Softer cash quotes may continue as major energy markets are anticipated to have warmer-than-normal temperatures. In its six- to 10-day outlook, Commodity Weather Group of Bethesda, MD, predicts above-normal temperatures south and east of a circuitous line from southern New York to Tennessee to South Texas. The Northern Plains, Rockies and West Coast are seen as having below-normal readings.
“The models over the holiday weekend certainly struggled with daily forecast details in the six- to 15-day space, but the general big picture theme continues for a warm-leaning situation in the East and South,” said Matt Rogers, president of the firm. “Some cold pushes could work their way into these areas (like the one this coming weekend), but the warm events should be stronger (for example, DC could be 70F on Thursday this week). We continue to watch for signs of the expected stronger warming trends deeper into March. The lack of significant blocking, the progression of the MJO [Madden Julian Oscillation] and the preference for troughing toward the West Coast should propel stronger warming into the 11- to 15-day [forecast] for the Midwest, East and South in the coming days.”
Futures prices declined, but talk circulated of further production cuts. “There are two things going on. Prices would like to slip lower, but companies are thinking about their equities price and cutting production again to hold up the market,” said a New York floor trader.
“Otherwise, this market would love to break down to $1.80. I don’t know if any production cuts are going to be enough to keep the market up. We are expected in New York to have two days of 60 degrees this week
“The market rallied up from the $2.50s and failed up against $2.70 [Tuesday], and today’s settlement is about half way between. We’ll see if it falls to the low $2.50s and if it breaks below that, it should start to work lower. If they cut production, the market will likely hold in the mid $2.30s to low $2.40s.” The trader added that all the chatter about market cutbacks was necessary to hold the market up.
“We are holding in the middle of the range, but if we get a bearish [withdrawal] number, that will be enough to drive the market back down again,” he said.
Funds and managed accounts aren’t looking for the market to be driven lower, at least according to government figures. The Commodity Futures Trading Commission in its Commitments of Traders Report for Feb. 14 showed managed money favoring the long side of the market.
Directional traders at IntercontinentalExchange increased holdings of long futures and options (2,500 MMBtu per contract) by 21,411 contracts to 543,014 and short contracts increased by 29,250 to 304,927. At the New York Mercantile Exchange long futures and options (10,000 MMBtu per contract) held by managed money increased by a modest 3,090 contracts to 222,548 and short holdings declined by 6,007 to 284,254. When adjusted for contract size long positions at both exchanges increased by 8,442 and short holdings rose by 1,305.

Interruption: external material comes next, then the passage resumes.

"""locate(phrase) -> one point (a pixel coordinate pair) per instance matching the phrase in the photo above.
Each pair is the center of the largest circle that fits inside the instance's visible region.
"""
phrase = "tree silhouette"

For the five trading days ended Feb. 14 March futures rose 6.0 cents to $2.532.
Technical analysts see the market on the cusp of a move higher but said an early strong start is crucial. “[We] see only one hurdle standing in the way of confirming an ABC [pattern higher] in progress from $2.231, 2.736,” said Brian LaRose, analyst with United-ICAP. In his view, if the market were to “clear this level to start the week, the A=C objectives from $2.231 will be our initial upside targets. A=C cuts at $3.018, and 1.618 A=C cuts at $3.397. Fail to get above $2.736 to start the week, we will be looking to the ratio retracements of the move up from $2.405 for support,” he said in closing comments Friday to clients.